Legend has it that Pad Thai noodles were brought to the fore of Thai cooking by Prime Minister Luang Phibunsongkhram of Thailand in the 1930′s. One of the main reasons for promoting this dish was to encourage people to eat less rice. 81 years on, Pad Thai has become the symbol of Thai cuisine, with its availability stretching from road side hawkers in Thailand to five-star restaurants world-wide.
For me, Pad Thai noodles are a staple order in every Thai restaurant that I visit. With each bite you can taste the sweetness of the tamarind mixed with palm sugar, the kick of the bird’s eye chilli and the salty flavor of the peanuts. It is, gastronomically, a perfectly balanced dish. Like most of my other recipes, it has taken me several experiments to come up with a recipe to tantalize my palette. The key, I figured, was in making my own tamarind sauce and of course, never following any recipe stringently.
The first step is making the tamarind sauce
- Tamarind Paste
- Palm or brown sugar
- Fish sauce
- Put the tamarind paste in water and bring to a boil and then simmer for about 15 minutes
- When the liquid starts to brown, take the tamarind seeds out and leave to cool.
- Once cooled, add the sugar and fish sauce and give it a good stir
- 1/2 pkt egg or rice noodles
- 2 tsp crushed garlic
- 1 shallot, diced
- 1/4 kg chicken, chopped
- 1 cup uncooked shrimps
- 2 eggs
- 1/4 cup tamarind sauce
- Pinch of red chilli powder
- Bird’s eye chilli (if you can stomach chillis)
- Spring onions
- Bean sprouts
- Peanuts, crushed slightly
- Boil the noodles in water for about 10 minutes. (Note: After disposing off the hot water, bathe the noodles in cold water. This prevents them from sticking together.)

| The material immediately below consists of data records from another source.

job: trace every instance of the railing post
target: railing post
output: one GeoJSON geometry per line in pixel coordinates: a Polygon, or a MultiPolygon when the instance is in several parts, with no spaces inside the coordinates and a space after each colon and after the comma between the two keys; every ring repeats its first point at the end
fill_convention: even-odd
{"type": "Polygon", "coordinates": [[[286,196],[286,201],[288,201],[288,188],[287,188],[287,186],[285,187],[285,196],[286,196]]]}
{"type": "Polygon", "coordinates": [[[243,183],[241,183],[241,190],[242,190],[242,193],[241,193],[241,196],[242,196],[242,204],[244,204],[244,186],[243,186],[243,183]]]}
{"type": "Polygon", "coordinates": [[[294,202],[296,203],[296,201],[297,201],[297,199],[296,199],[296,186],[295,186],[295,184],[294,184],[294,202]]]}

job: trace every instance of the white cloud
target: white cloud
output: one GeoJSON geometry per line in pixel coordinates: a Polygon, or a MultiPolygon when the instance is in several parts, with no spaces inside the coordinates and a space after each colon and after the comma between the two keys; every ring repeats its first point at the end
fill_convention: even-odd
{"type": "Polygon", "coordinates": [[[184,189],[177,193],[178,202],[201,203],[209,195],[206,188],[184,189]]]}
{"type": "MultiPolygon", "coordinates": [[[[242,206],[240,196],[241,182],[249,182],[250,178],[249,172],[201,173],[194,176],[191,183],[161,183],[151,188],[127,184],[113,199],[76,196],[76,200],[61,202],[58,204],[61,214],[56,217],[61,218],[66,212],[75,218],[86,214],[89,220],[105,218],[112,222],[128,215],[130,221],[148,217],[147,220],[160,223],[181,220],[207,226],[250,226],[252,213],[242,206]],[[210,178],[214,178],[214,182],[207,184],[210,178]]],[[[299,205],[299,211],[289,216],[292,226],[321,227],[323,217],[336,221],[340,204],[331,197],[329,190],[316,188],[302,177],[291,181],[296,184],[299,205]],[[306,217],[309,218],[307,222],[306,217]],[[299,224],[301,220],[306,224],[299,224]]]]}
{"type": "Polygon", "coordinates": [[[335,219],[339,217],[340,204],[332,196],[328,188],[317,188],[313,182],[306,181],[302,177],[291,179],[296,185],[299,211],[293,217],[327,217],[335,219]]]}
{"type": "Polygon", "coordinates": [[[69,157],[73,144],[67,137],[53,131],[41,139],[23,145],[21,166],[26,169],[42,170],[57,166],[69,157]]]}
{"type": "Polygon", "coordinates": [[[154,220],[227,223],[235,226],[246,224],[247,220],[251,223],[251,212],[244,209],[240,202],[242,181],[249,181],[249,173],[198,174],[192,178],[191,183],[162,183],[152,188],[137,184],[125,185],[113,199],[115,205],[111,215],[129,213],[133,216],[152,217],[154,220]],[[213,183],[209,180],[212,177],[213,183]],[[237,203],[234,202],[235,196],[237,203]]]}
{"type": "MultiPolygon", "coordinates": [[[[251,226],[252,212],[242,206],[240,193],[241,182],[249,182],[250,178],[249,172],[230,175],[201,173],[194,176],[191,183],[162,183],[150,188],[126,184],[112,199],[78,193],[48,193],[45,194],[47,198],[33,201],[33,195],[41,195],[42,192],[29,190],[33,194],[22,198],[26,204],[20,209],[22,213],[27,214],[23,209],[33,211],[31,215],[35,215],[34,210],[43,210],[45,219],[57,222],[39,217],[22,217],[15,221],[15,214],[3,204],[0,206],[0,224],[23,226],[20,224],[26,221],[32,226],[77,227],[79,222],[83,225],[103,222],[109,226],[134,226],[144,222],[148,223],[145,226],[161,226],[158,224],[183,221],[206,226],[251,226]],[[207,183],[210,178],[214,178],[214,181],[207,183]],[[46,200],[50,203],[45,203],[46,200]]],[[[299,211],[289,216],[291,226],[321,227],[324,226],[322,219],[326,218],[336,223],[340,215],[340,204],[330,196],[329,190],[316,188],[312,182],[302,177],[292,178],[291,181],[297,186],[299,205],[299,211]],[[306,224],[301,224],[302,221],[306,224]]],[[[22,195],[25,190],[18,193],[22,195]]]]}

- In a wok, warm some oil, add garlic and shallots till lightly brown
- Add the chicken and shrimps and cook for about 3-4 minutes till tender
- Break the eggs in the wok and cook like scrambled eggs with the chicken and shrimps.
- Add the noodles and stir, making sure not to break the noodles.
- Pour in the tamarind sauce, chilli powder, salt, bean sprouts, spring onions and peanuts. Cook for a further 1-2 minutes. If you are daring enough to spice up the noodles, add a few chopped bird’s eye chilli.
- Plate up and garnish with more peanuts, coriander and lemons. Make sure the peanuts are not completely crushed, you don’t want lose the crunchy texture.
In under 15 minutes, you will be on your way to mastering Thai cuisine. It is a simple, yet delectable noodle dish. Your first bite will be sweet but the lasting flavor will be a kick of chilli. All the flavors synthesized in one easy meal. Pad Thai noodles is one of the national dishes of Thailand and pretty soon it will become the National dish of my kitchen.